MA TATA MONIQUE C'EST UNE VEDETTE

A l'enterrement d'une feuille morte...
On a enterré ma tante mardi dernier. Une femme-exemple par tous les côtés de sa vie. Elle ne s'exprimait jamais pour donner sa pensée, mais faisait partager le bien-fondé de ses actions par l'exemplarité même et la justesse de ces dernières. Une philosophe de l'action. Il y avait là des personnes venues d'Allemagne et d'Angleterre. On a fait de la musique et dansé devant le cercueil, comme pour lui assurer qu'on avait compris le message de sa vie. Pas de fleurs, et pas de curés. C'est bien dans cette vie qu'il faut s'occuper de soi et des autres, et saisir tous les bonheurs. Quelques centaines de personnes debout dans le froid trois heures durant pour l'accompagner une dernière fois et lui témoigner leur amitié. Elle qui s'est occupée de la vieillesse de ma grand-mère et de sa mère pendant de longues années, a disparu sans prévenir en pleine activité, laissant ceux, comme moi, qui ne lui ont jamais témoigné leur affection durant sa vie, en situation de réflexion plus que de deuil. Merci, Monique, de m'ouvrir les yeux sur la vie des personnes qui s'occupent des autres sans raisonner et sans compter.

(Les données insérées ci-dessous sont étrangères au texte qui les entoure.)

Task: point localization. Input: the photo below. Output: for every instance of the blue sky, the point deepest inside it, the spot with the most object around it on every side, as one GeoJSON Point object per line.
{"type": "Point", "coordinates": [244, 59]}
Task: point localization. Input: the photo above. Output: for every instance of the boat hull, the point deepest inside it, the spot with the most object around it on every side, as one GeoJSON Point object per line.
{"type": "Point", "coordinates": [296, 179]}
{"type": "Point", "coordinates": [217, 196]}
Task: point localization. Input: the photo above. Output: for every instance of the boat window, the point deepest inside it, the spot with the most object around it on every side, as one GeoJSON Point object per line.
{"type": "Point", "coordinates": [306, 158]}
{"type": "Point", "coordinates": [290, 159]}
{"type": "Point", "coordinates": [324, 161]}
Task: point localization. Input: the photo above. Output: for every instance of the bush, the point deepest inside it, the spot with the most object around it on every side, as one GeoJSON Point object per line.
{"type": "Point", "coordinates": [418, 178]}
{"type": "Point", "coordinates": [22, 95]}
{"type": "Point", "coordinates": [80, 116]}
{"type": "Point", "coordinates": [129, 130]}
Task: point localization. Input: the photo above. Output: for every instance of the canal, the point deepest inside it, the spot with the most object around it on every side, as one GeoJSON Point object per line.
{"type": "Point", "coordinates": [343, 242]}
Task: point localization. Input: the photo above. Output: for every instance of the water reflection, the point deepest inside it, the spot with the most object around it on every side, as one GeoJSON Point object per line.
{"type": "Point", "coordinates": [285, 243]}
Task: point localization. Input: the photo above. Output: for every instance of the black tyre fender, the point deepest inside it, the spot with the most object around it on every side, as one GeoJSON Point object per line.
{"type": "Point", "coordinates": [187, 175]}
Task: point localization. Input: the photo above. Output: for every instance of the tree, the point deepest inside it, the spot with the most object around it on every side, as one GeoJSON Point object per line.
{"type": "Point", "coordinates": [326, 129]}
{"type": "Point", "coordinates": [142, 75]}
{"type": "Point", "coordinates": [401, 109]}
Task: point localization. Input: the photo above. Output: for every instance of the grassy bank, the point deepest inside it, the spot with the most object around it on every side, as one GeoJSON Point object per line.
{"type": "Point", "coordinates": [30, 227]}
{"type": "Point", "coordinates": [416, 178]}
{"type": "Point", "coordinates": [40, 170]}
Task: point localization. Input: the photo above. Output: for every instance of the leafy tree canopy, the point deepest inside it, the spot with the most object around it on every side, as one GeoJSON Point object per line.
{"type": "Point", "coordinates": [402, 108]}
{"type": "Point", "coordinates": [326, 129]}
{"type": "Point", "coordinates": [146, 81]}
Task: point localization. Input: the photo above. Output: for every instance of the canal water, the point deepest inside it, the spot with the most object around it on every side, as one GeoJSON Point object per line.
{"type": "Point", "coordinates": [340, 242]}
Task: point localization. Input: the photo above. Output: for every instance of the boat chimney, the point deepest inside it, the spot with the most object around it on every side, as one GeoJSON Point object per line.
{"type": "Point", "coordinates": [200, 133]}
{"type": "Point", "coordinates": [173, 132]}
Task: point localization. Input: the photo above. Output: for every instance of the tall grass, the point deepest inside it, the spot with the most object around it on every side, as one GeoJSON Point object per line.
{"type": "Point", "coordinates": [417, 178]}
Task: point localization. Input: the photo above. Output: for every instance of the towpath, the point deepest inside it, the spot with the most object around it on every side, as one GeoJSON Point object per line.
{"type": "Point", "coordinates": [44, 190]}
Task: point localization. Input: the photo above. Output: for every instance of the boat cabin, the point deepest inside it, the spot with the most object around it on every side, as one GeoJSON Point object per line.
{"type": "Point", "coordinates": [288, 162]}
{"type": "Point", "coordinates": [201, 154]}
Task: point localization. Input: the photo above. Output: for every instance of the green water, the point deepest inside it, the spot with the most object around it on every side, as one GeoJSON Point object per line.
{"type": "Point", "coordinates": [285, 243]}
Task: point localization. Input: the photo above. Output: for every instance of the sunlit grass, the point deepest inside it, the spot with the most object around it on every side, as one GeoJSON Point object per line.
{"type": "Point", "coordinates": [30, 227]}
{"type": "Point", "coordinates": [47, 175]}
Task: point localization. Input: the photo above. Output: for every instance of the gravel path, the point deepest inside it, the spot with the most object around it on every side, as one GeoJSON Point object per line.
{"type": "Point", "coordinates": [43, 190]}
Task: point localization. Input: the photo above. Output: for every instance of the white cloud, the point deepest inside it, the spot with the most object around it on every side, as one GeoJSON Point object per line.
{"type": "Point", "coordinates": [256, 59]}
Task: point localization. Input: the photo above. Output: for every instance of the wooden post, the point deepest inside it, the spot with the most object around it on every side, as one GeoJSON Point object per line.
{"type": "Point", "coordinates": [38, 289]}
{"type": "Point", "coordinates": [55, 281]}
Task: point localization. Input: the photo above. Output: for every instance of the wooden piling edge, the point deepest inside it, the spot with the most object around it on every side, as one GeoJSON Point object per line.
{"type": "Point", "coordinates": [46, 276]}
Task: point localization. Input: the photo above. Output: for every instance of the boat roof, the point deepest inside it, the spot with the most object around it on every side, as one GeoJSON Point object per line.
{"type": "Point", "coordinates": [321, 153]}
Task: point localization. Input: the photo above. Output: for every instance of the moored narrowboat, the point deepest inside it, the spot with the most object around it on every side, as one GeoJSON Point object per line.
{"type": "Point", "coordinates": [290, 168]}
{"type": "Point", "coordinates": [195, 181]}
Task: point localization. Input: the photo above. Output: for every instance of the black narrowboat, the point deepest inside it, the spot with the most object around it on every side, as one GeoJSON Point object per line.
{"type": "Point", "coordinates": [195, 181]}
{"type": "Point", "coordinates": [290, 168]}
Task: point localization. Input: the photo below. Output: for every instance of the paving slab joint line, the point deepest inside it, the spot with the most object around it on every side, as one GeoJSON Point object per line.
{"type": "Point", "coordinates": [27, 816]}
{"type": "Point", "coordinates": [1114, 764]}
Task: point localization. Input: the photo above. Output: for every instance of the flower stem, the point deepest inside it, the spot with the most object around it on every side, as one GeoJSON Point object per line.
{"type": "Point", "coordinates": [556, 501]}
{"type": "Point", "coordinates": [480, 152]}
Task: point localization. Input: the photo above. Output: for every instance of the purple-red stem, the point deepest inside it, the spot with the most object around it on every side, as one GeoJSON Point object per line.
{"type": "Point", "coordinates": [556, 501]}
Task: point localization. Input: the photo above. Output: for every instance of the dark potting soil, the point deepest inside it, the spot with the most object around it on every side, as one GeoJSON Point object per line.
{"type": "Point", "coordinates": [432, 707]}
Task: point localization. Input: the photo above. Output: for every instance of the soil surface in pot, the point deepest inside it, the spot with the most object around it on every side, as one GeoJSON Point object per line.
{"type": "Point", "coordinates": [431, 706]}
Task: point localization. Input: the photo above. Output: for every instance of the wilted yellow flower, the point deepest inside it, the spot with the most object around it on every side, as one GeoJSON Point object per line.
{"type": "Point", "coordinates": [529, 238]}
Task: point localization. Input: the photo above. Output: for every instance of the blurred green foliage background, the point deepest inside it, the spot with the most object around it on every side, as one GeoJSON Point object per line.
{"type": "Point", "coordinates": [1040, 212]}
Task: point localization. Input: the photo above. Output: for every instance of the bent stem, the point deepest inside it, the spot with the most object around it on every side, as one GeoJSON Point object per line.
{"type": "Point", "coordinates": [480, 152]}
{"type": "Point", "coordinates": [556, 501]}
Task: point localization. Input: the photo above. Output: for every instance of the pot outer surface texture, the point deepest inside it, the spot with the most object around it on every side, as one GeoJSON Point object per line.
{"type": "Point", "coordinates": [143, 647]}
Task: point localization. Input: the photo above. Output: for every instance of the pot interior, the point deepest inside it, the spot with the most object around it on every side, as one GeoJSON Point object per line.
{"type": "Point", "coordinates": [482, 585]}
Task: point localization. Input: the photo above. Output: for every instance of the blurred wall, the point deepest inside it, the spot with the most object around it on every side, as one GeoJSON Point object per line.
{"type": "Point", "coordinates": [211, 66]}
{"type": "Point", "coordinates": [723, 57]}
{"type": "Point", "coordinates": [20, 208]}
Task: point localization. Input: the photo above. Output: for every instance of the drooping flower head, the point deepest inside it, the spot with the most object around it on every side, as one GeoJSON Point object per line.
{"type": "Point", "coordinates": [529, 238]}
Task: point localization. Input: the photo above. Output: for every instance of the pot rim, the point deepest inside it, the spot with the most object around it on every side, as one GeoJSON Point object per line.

Je m'en souviendrai.

Tuesday, January 03, 2006

LES ECRANS, C'EST BIZARRE!

Après "Marebito", film japonais que personne n'a vu, où une partie des dix spectateurs qui étaient dans la salle se sont tirés au moment où le personnage principal s'incise la langue à la lame de rasoir en gros plan, après qu'un autre se crève un oeil au couteau (toujours en gros plan), je suis allé voir "La saveur de la pastèque", film chinois, sans scénario, sans musique et sans dialogue, sans peur mais non sans reproche.
D'abord, la bande annonce est une menteuse, on s'attend à voir une comédie musicale, et on se retrouve dans le tournage d'un film porno à trois yuan, où la porn-star féminine, morte, continue de se faire ramoner par le mec, sous le regard incrédule de la voisine et des cinéphiles qui restent; elle simule un orgasme - les spectateurs, non - et se retrouve pour la peine avec la pine du chinois en fond de gorge, du sperme dégoulinant de ses commissures, la nuque forcée à rester là, étouffée par le morceau de bidoche. Le plan dure cinq minutes, c'est la fin.
Quelques semaines après, pour un film comme pour l'autre, je me demande:
1 - si j'ai bien fait de rester jusqu'au bout (mais comment apprécier une oeuvre si on l'appréhende pas dans son entièreté?).
2 - si ça valait 9 euros.
3 - si il y avait quelque chose à comprendre.
4 - si quelqu'un peut me donner la clé de ces merveilles qui me restent hermétiques
Allez, bonne année 45 après le Pamplemousse!